Proposed Rule Changes
- On July 20, 2018, the SEC released proposed amendments to the Whistleblower Rules, including:
- Prohibiting individuals who submit “false, fictitious, or fraudulent statements” to the SEC or who make repeated frivolous award claims from receiving awards;
- Providing a procedure for summarily disposing of certain categories of claims likely to be denied, such as untimely applications or those for tips that were never used by the Commission;
- Allowing awards based on non-prosecution agreements, deferred prosecution agreements, and settlements;
- Permitting adjustments to particularly large or small awards, though these would still be governed by the 10-30 percent range prescribed by Dodd-Frank;
- Clarifying the definition of “related actions” to prevent potential double recoveries; and
- Modifying Rule 21F-2 to comport with the Supreme Court’s ruling in Digital Realty Trust, Inc. v. Somers.
- The comment period for the proposed rule changes ended on September 18, 2018, and the Commission staff is currently reviewing the comments
As described in the report, whistleblower tips are carefully reviewed and investigated, so the time between an individual submitting a tip and receiving an award may be several years. All indicators suggest that more and more whistleblowers will continue to submit complaints under the Program, particularly as the SEC publicly touts massive awards and legal protections from retaliation for whistleblowers who voluntarily provide original information that leads to successful Commission and related enforcement actions resulting in monetary sanctions over $1 million.

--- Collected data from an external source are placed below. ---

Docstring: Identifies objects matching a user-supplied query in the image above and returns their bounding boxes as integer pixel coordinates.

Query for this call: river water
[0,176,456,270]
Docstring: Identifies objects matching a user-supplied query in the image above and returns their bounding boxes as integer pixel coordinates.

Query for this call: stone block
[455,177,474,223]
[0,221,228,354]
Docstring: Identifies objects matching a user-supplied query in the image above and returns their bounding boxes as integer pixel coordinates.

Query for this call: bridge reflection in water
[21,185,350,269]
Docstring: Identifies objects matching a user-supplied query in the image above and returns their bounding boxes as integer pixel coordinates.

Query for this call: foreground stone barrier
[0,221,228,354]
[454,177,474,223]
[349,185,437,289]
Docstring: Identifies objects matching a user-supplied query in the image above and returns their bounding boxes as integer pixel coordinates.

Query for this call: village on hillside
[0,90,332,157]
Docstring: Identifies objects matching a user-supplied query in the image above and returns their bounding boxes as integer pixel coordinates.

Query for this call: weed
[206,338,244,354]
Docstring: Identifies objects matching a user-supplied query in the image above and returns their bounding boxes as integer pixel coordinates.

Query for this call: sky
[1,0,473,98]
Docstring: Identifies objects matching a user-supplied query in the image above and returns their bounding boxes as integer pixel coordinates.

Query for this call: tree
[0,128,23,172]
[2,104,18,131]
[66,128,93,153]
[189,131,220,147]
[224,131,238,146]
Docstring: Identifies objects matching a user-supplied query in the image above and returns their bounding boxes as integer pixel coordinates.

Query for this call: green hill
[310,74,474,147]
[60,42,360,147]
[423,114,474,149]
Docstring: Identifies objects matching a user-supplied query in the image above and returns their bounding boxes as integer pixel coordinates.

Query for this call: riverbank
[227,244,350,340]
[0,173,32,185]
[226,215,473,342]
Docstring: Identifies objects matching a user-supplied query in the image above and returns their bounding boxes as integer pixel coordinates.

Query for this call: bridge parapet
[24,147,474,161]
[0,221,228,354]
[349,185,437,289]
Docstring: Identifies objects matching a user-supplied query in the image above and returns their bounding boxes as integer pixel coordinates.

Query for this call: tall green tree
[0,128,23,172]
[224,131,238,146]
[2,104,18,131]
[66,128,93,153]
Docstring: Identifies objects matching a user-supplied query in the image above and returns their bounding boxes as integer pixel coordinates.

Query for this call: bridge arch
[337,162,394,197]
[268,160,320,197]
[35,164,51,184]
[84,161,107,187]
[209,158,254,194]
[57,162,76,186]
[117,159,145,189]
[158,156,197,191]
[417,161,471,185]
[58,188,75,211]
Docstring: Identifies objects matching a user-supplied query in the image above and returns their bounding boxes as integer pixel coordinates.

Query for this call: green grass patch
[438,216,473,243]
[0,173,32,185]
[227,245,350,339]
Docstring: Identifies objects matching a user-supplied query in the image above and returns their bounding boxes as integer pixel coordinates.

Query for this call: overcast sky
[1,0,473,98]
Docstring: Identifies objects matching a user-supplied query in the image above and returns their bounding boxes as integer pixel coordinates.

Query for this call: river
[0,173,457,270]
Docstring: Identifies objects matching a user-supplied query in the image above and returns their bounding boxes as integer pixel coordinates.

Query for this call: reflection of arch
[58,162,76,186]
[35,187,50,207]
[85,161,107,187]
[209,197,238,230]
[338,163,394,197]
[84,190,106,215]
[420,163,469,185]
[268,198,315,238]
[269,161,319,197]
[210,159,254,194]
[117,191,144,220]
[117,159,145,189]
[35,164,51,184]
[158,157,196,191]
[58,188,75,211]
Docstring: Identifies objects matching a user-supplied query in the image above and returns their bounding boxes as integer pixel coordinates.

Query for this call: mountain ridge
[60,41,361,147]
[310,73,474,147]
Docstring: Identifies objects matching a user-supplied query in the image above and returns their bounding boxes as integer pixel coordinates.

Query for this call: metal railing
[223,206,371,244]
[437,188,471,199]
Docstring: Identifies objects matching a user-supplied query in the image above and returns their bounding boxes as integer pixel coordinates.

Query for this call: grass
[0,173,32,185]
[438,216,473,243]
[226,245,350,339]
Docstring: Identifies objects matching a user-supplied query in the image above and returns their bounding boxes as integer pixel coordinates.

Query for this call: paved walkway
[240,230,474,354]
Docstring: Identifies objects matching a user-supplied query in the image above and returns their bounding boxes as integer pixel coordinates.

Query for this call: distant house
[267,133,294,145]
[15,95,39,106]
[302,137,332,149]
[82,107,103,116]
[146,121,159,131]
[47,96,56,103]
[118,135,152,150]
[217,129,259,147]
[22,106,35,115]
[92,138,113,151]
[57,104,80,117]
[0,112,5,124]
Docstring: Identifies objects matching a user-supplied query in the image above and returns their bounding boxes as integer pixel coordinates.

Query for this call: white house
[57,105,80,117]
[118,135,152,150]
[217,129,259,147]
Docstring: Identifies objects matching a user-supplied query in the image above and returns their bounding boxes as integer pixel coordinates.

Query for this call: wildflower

Companies should ensure they have compliance programs in place to prevent and detect potential violations of the securities laws, and to mitigate penalties that may result from inadvertent violations. This can include incentivizing employees to report through internal channels, which allows covered entities the opportunity to investigate and mitigate existing violations, as well as to prevent future violations. In light of the focus on anti-retaliation measures, companies also should assure employees that they will not suffer from retaliation, confirm they have appropriate policies prohibiting whistleblower retaliation, and provide a complaint procedure for any employee who believes he or she has suffered from retaliation. It also remains critical for companies to encourage a culture of compliance and to engage in strong self-policing.